Institutional News
Dr. Feng Rao's lab identified inositol hexakisphosphate as an intermolecular "glue" mediating the assembly and activity of Cullin E3 ubiquitin ligases .
On Mar. 15, 2016-Dr. Feng Rao's lab, working together with Dr. Sol Snyder’s lab at Johns Hopkins University, elucidated the biochemical mechanism and cellular function of inositol hexakisphosphate (IP6) in mediating dynamic assembly of the Cullin-COP9 signalosome complexes, as well as the E3 ligase activity of Cullins. The work entitled "Inositol hexakisphosphate (IP6) generated by IP5K mediates Cullin-COP9 signalosome interactions and CRL function" is published online in the Journal PNAS.
The Cullin family of E3 ubiquitin ligases mediates the turnover of 20% of the proteome. Cullins ubiquitylate numerous substrates involved in cell growth/death and DNA repair, commending their being emerging anti-tumor targets (Nat Rev Drug Discov 2014 13, 889-). Cullins require neddylation, the attachment of an ubiquitin-like NEDD8 molecule, for optimal function and are tightly regulated by the deneddylase COP9 signalosome (CSN). CSN biochemically inhibits but genetically activates Cullins. Elucidating the mechanism of binding and dynamic disassembly of the Cullin-CSN complexes is therefore key to understand physiological functions of Cullins.
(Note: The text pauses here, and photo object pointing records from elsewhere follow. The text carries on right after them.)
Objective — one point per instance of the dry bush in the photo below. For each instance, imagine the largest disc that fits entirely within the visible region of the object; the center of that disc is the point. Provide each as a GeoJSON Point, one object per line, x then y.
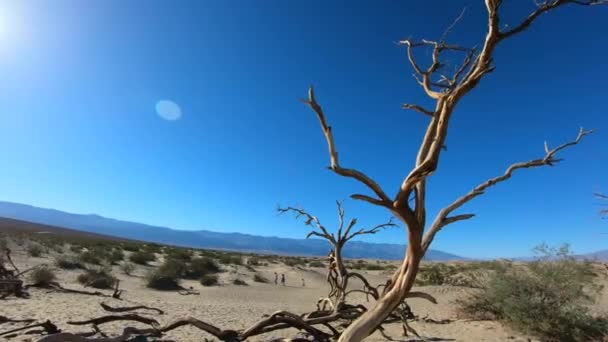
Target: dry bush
{"type": "Point", "coordinates": [258, 278]}
{"type": "Point", "coordinates": [127, 268]}
{"type": "Point", "coordinates": [253, 261]}
{"type": "Point", "coordinates": [42, 276]}
{"type": "Point", "coordinates": [142, 258]}
{"type": "Point", "coordinates": [228, 259]}
{"type": "Point", "coordinates": [93, 257]}
{"type": "Point", "coordinates": [199, 267]}
{"type": "Point", "coordinates": [316, 263]}
{"type": "Point", "coordinates": [548, 298]}
{"type": "Point", "coordinates": [116, 256]}
{"type": "Point", "coordinates": [179, 254]}
{"type": "Point", "coordinates": [239, 282]}
{"type": "Point", "coordinates": [99, 278]}
{"type": "Point", "coordinates": [209, 280]}
{"type": "Point", "coordinates": [69, 263]}
{"type": "Point", "coordinates": [34, 250]}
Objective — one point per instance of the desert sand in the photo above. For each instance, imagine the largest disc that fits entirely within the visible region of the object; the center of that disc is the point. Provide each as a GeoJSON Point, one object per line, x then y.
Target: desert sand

Here, the authors delineate Cullin-CSN interaction mechanisms, demonstrating an essential electrostatic interaction between the N-terminal acidic tail of CSN subunit 2 (CSN2) and a conserved basic canyon on cullins. Furthermore, the authors find that IP5K and IP6 physiologically mediate interactions between CSN2 and Cullins to facilitate the assembly of Cullin-CSN complexes and regulate their downstream functions. Together with earlier studies from these authors, these findings establish that IP6, in conjunction with its metabolizing enzymes, determines the stability, activity and dynamics of Cullin-CSN complexes.
Research Assistants Yan Ding and Zhiqing Liu are the co-first and second authors of this paper. Drs Feng Rao and Sol Snyder are co-corresponding authors. Other authors include Paul Scherer (co-first), Drs Jing Xu and James Barrow from Johns Hopkins University, Drs Haibin Mao and Ning Zheng from Washington University, and Dr. Ning Wei from Yale University. This research was supported in part by the 973 National High-Tech. Projects, and the Beijing Municipal Government.